— Зачем ты внял домоганиям московского князя и привёл в Вильно десять сотен воинов?
— Так записано в договорной грамоте, — оправдывался Заберезинский.
— В Смоленске потребовал бы от Елены отправить воинов домой. На нашей земле мы властны распоряжаться по–своему. К тому же мы не собираемся никого пугать русским войском. Что подумает магистр Ливонского ордена, что скажет шведский король?
— Ты, канцлер Влад, не знаешь нрава государя Ивана. Он вдогонку послал бы рать и до Вильно дошёл бы. Потому его лучше не гневить, — миролюбиво отвечал Ян Заберезинский.
— А я говорю так: он не посмеет отныне угрожать нам, если дорожит своей дочерью, — горячо заявил Монивид.
— Не посмеет! — дружно закричали вельможи, слушавшие перепалку канцлера и гетмана.
Даже князь Михаил Глинский проявил горячность:
— Вельможные панове, позвольте мне выпроводить московитов за рубеж! Мои шляхтичи сделают это с радостью во имя Святой Девы Марии.
Однако этот самый богатый вельможа Литвы и Польши сказал всё для красного словца. Нет, он не собирался выгонять из Литвы русских воинов, он вынашивал особые планы на будущее, и они были связаны с Русским государством. О планах Михаила Глинского пока в Литве никто не ведал, и вельможи охотно согласились с ним.
— Мы благословляем тебя, князь Михаил, — ответил Монивид, — и дополним ряды твоих шляхтичей нашими.
По мере того как вельможи угревались хмельным, страсти разгорались. Уже вечером того же дня, когда Елена и Александр удалились в спальню, паны рады сошлись в мнении о том, что вместе с ратниками княгини надо выпроводить из Вильно и всех её приближенных.
— Нет нужды держать их здесь. Пусть в Нижнем замке служат наши шляхтичи. Им надо хлеб добывать. К тому же видите, что сегодня произошло: государь уже не с нами, а завтра он забудет и о своём народе, — с жаром говорил канцлер Монивид.
Первым с ним согласился виленский епископ Адальберт Войтех:
— Господь не простит нам, если схизматики [18] московиты будут стоять близ государя и государыни, и мы не добьёмся того, чтобы Елена вошла в лоно католичества. Помните, если великая княгиня останется в православии, нас ждут неминуемые беды. Изгоним её окружение, и нам легче будет добиться, чтобы она приняла веру римского закона. Я со своей стороны потребую от рады и от великого князя закрыть православные храмы в Вильно и по всему великому княжеству.
— Мы с тобою, святой отец! — громко выкрикнул граф Витус Хребтович. — Долой схизматиков!
Все эти беснования первых вельмож Литвы велись в хмельном угаре, и, казалось бы, на другой день их предадут забвению.

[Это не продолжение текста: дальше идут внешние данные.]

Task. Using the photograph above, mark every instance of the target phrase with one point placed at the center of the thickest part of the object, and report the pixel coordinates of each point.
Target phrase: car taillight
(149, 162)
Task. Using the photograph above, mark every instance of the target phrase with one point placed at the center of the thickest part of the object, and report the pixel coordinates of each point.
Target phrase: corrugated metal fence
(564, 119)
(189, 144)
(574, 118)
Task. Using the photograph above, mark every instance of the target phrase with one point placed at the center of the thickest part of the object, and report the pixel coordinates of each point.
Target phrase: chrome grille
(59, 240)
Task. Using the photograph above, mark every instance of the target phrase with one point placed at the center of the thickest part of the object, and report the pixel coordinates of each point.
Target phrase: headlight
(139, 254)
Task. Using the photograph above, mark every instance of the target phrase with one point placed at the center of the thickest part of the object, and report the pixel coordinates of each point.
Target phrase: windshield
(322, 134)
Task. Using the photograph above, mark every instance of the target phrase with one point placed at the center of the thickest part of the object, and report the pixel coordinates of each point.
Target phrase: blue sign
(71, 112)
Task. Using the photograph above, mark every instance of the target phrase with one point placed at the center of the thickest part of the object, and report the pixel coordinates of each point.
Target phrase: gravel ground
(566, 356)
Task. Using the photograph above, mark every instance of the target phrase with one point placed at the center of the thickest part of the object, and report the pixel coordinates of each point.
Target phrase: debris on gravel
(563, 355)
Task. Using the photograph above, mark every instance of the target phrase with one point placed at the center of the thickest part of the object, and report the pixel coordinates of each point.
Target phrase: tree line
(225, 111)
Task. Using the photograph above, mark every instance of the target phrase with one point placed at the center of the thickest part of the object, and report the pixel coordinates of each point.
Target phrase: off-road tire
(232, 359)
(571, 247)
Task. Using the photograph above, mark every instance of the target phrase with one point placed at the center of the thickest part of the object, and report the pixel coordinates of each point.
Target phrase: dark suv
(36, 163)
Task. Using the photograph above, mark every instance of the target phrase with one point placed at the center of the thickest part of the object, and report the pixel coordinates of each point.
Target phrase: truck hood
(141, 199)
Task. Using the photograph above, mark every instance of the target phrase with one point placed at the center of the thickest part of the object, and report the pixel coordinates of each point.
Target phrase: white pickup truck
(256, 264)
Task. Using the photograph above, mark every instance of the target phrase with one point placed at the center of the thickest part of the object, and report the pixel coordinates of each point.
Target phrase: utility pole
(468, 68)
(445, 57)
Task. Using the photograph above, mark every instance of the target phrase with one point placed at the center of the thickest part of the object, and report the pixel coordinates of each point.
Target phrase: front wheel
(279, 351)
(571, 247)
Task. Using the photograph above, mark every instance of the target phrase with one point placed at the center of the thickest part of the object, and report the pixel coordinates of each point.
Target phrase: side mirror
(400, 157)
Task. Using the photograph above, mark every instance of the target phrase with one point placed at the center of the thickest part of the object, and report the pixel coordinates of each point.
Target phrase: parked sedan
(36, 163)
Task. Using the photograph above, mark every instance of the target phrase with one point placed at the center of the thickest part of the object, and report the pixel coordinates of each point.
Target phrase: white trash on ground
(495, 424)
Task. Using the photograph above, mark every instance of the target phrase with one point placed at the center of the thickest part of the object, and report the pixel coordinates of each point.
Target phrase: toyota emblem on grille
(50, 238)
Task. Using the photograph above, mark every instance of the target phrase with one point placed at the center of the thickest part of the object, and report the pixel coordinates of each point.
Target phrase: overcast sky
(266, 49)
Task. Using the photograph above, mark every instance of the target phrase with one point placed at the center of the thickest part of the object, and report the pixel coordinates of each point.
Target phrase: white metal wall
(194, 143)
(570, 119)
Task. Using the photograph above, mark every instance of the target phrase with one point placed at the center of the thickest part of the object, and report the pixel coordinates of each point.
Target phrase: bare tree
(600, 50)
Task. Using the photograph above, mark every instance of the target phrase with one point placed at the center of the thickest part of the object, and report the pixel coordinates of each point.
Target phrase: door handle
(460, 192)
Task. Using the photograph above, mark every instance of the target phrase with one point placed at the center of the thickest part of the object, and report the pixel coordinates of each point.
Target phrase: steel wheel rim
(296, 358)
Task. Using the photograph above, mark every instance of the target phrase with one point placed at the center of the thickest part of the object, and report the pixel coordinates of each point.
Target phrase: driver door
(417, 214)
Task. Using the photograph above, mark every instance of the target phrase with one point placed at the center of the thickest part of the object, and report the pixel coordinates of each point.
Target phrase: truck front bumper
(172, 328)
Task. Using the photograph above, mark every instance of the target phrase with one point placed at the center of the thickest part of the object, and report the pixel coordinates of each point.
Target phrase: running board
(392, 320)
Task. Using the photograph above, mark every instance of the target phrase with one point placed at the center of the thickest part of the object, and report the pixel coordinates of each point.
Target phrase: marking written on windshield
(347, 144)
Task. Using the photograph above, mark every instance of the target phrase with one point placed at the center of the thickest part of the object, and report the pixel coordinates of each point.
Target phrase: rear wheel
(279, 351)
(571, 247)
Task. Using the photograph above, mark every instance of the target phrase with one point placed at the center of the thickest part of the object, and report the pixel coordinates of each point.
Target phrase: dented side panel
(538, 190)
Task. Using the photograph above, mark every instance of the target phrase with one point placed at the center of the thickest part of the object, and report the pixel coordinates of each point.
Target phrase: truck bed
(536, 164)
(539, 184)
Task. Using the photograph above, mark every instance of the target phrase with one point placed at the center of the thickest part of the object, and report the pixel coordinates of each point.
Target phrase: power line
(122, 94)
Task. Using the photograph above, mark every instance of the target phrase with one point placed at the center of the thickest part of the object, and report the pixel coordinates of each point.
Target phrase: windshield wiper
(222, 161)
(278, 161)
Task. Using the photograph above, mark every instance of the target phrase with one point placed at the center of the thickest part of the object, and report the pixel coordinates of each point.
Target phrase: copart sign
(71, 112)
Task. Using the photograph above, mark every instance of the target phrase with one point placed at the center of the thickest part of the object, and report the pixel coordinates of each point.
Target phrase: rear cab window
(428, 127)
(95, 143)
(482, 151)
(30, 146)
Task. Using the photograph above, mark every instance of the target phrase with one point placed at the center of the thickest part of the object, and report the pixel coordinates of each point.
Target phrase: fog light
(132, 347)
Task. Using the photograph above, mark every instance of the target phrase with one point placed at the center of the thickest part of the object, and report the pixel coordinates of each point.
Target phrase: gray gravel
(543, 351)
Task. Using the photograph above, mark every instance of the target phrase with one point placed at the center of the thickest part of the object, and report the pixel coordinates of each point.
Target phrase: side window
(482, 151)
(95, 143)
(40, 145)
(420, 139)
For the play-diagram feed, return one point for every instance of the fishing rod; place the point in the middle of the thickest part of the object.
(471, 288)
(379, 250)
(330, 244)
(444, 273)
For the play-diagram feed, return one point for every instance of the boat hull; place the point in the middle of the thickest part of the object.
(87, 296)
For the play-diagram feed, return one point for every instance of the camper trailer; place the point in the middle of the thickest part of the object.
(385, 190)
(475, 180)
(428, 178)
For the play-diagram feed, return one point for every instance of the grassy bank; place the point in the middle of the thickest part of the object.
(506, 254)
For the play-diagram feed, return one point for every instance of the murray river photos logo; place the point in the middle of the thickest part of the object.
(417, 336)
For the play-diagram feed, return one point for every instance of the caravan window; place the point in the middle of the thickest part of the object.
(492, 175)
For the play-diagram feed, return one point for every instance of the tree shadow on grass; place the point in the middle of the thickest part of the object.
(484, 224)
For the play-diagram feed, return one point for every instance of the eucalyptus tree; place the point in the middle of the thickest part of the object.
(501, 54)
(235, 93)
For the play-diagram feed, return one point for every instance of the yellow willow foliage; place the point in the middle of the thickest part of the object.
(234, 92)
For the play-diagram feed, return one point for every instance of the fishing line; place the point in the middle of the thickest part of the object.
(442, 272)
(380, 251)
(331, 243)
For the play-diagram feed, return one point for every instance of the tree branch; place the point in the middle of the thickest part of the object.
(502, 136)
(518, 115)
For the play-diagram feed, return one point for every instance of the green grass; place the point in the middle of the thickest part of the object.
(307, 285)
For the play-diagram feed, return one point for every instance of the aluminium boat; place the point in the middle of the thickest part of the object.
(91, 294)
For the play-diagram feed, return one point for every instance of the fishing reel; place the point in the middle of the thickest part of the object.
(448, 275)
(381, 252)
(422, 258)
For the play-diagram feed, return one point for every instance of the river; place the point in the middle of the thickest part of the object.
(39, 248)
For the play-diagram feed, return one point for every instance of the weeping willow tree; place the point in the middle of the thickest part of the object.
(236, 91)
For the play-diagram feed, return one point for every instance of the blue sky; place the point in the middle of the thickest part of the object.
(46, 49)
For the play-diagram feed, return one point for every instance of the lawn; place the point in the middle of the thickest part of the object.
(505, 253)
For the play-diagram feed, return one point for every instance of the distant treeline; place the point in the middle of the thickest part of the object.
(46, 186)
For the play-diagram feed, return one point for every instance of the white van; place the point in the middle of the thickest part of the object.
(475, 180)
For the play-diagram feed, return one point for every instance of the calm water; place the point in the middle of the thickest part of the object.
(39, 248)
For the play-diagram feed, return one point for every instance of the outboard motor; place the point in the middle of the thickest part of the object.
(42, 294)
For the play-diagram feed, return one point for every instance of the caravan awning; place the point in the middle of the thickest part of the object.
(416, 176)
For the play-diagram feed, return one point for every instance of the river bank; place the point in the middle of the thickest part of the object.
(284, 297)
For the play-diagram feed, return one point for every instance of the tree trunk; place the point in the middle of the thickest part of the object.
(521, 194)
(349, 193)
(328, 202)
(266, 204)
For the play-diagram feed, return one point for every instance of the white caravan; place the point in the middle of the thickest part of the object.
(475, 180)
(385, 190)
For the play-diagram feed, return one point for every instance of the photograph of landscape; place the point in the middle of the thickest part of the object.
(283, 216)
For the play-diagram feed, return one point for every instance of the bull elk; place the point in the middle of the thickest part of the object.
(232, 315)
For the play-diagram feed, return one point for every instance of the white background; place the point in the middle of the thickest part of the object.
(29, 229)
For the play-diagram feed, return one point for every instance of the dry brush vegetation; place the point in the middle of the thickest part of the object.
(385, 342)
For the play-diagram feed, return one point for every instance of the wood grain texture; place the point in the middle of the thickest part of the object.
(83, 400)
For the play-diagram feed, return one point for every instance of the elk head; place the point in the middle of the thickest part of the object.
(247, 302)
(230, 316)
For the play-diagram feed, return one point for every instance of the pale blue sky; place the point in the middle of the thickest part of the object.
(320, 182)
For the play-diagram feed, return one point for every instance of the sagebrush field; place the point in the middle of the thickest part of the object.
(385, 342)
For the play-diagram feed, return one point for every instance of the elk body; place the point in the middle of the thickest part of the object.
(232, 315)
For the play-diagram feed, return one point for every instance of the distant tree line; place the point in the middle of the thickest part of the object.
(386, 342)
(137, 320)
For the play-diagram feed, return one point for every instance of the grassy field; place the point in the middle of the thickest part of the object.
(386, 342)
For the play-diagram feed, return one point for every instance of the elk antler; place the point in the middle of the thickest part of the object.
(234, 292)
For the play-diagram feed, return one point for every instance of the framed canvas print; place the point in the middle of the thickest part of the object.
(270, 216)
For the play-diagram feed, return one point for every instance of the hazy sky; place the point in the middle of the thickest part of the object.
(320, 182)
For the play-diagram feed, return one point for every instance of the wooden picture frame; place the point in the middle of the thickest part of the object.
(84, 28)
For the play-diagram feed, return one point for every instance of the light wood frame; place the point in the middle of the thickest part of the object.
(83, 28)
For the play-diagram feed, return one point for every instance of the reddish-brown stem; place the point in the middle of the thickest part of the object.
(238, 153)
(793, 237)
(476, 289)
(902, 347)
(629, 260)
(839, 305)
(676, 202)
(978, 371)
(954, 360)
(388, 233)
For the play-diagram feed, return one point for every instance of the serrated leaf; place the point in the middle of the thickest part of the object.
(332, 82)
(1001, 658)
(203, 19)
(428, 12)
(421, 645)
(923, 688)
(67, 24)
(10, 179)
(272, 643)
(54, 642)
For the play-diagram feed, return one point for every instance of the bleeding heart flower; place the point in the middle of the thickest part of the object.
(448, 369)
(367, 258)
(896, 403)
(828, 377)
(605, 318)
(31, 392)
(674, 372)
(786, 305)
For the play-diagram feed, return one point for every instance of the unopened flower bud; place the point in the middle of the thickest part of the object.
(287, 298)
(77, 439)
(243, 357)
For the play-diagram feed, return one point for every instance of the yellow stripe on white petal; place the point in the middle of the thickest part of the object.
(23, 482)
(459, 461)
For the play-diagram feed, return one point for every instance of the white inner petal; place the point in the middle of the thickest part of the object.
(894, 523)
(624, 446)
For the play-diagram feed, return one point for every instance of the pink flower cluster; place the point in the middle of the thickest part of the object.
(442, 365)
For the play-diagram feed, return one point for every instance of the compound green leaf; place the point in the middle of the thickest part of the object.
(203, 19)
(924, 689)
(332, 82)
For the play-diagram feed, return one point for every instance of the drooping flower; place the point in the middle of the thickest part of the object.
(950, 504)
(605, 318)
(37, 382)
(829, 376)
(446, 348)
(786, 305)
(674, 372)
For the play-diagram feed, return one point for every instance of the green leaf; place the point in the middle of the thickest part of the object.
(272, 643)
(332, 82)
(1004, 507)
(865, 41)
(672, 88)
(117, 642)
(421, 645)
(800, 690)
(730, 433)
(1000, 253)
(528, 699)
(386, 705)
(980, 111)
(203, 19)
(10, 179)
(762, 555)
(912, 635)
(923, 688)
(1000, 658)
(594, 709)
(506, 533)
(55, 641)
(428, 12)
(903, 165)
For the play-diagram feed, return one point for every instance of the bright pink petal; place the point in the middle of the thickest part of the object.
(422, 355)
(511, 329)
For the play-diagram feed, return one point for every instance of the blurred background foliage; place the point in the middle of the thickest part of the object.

Ан нет, жажда очистить Вильно от всех придворных Елены, от её ратников и дворни становилась навязчивой настолько, что окружение великой княгини никто уже больше не мог терпеть.
Однако час изгнания россиян из Вильно наступил по ряду причин не вдруг, и в Нижнем замке жизнь пока текла по русским законам и обычаям. После вечерней трапезы, которая была сочтена князьями и боярами за свадебный пир, Елену и Александра проводили в спальню. В великокняжеских российских родах сей обычай не нарушался веками. На Руси в первую брачную ночь великих князей очевидцы — бояре и боярыни — стояли возле глазниц в тайных каморах и наблюдали за тем, как тешились венценосные государи со своими избранницами. И каждый раз сии очевидцы были свидетелями различного сотворения брачных единений. Они радовались и торжествовали, если видели, как дружно тешились молодые супруги. И то сказать, у той радости была державная причина. Боярыни в каморах тайными наговорами желали юной государыне понести сына. А сивобородые бояре вдохновляли молодого князя быть витязем ночной утехи.
В Вильно обычаи были другие, и потому в спальне княгини не было глазницы — не посмотришь ночную утеху. И тайной каморы с наушницей тоже не было. Да и толпиться в зале близ спальни молодых новобрачных также не было принято. Оттого придворным Елены не оставалось ничего другого, как пользоваться слухами, кои могли им донести мамки–боярыни и сенная девица. Тут уж им бы не простили, если бы они скрыли подноготную брачной ночи.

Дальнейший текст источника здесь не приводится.